The film, which is opening to strong reviews, chronicles the seven-year battle to get the Atlantic Yards project off the ground – and the controversial use of eminent domain.
The filmmakers have said they had no interest in demonizing Nets owners Bruce Ratner and Mikhail Prokhorov, or New York Mayor Michael Bloomberg.
But the circumstances of activist Daniel Goldstein’s saga are such that I suspect Nets owners and city officials would be right to flinch at mere mention of this film (which I will try to see and review sometime this month, since I have covered this tale from Day One).
...So the simple facts of the case would seem to lend itself to a “Joe Everyman vs. the power structure” theme for a documentary. The relatively recent practice of government using eminent domain for private benefit - rather than typical uses such as building a highway or a hospital - also is extremely unpopular nationwide.
For the Nets, the city, and the state, their side has been clear from the beginning: They say that the thousands of construction - and then permanent - jobs created, and the affordable housing units constructed, will justify the hundreds of millions of dollars in public subsidies to the developers.
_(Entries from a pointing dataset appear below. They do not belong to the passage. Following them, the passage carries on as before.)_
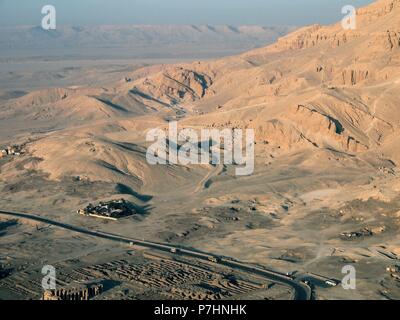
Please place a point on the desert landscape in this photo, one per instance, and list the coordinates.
(324, 106)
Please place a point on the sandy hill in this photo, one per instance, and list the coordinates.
(320, 89)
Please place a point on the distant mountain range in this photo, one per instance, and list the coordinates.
(152, 41)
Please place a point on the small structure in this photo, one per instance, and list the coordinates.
(74, 294)
(14, 150)
(111, 210)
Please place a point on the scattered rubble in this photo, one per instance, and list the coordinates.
(14, 150)
(69, 294)
(394, 271)
(111, 210)
(366, 232)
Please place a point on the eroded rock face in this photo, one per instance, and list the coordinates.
(176, 85)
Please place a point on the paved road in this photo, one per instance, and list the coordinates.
(302, 291)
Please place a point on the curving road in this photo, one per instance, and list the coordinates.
(302, 291)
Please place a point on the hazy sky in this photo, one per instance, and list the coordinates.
(234, 12)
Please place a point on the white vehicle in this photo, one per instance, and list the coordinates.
(331, 283)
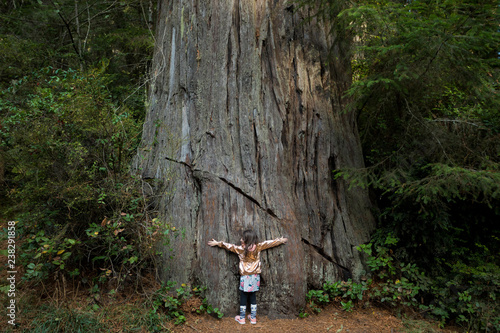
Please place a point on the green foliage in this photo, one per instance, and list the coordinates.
(60, 319)
(67, 149)
(425, 92)
(467, 295)
(164, 302)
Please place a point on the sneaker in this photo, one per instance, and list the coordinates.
(252, 321)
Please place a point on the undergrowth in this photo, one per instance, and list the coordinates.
(466, 297)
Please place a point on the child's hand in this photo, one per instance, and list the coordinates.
(213, 242)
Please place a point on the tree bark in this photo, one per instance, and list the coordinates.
(244, 129)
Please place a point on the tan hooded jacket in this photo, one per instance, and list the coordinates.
(251, 264)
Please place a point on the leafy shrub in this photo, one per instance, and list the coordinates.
(67, 150)
(169, 304)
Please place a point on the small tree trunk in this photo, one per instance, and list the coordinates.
(246, 127)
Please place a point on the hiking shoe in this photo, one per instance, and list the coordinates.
(252, 321)
(239, 319)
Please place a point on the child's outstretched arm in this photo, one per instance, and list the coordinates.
(227, 246)
(272, 243)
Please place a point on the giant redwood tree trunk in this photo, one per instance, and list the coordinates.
(245, 125)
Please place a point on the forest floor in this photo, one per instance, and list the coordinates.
(58, 299)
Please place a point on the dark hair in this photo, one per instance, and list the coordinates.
(249, 238)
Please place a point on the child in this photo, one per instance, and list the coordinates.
(250, 269)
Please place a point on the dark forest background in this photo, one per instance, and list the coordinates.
(73, 96)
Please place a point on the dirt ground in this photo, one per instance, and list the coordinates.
(331, 319)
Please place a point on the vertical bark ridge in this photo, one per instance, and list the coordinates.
(260, 131)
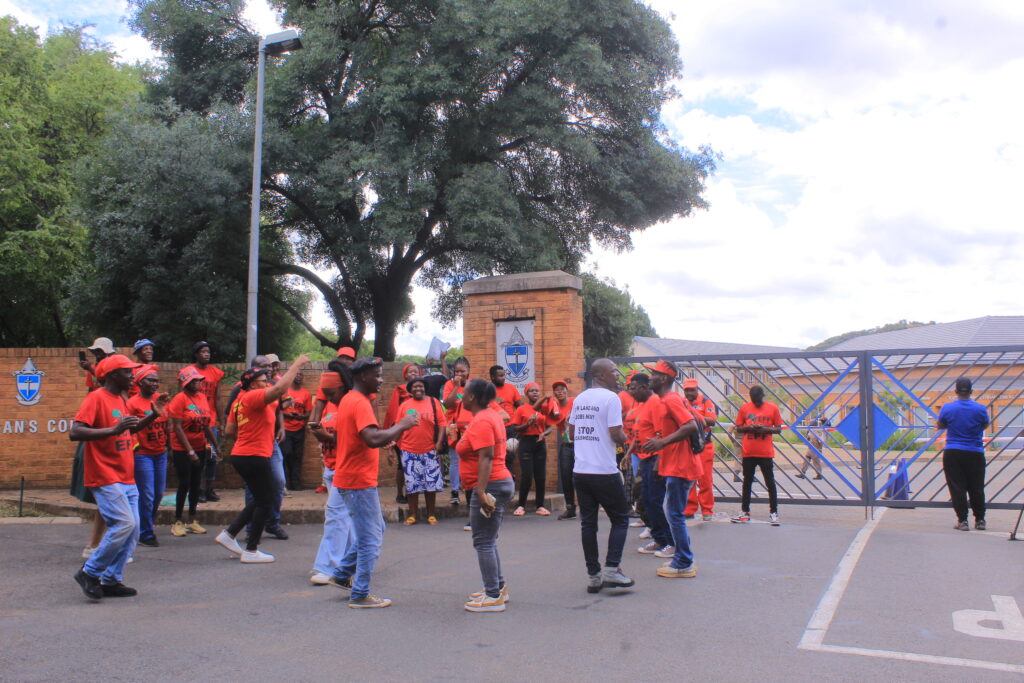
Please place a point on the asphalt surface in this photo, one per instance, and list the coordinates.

But only a fraction of the construction jobs promised so far have developed; the project’s timeline now is for 25 years or more; and it’s not clear that some of the buildings will ever be built. The affordable housing promised also appears to be several years away, if not longer.
It’s still too soon to say that the government investment in the overall project was a financial blunder, although the public investment in the arena is not likely to ever be fully recouped. Promises by arena and stadium developers around the country also, more often than not, have proven to be overly – and, one might argue, conveniently - optimistic. We’ll know the results here eventually.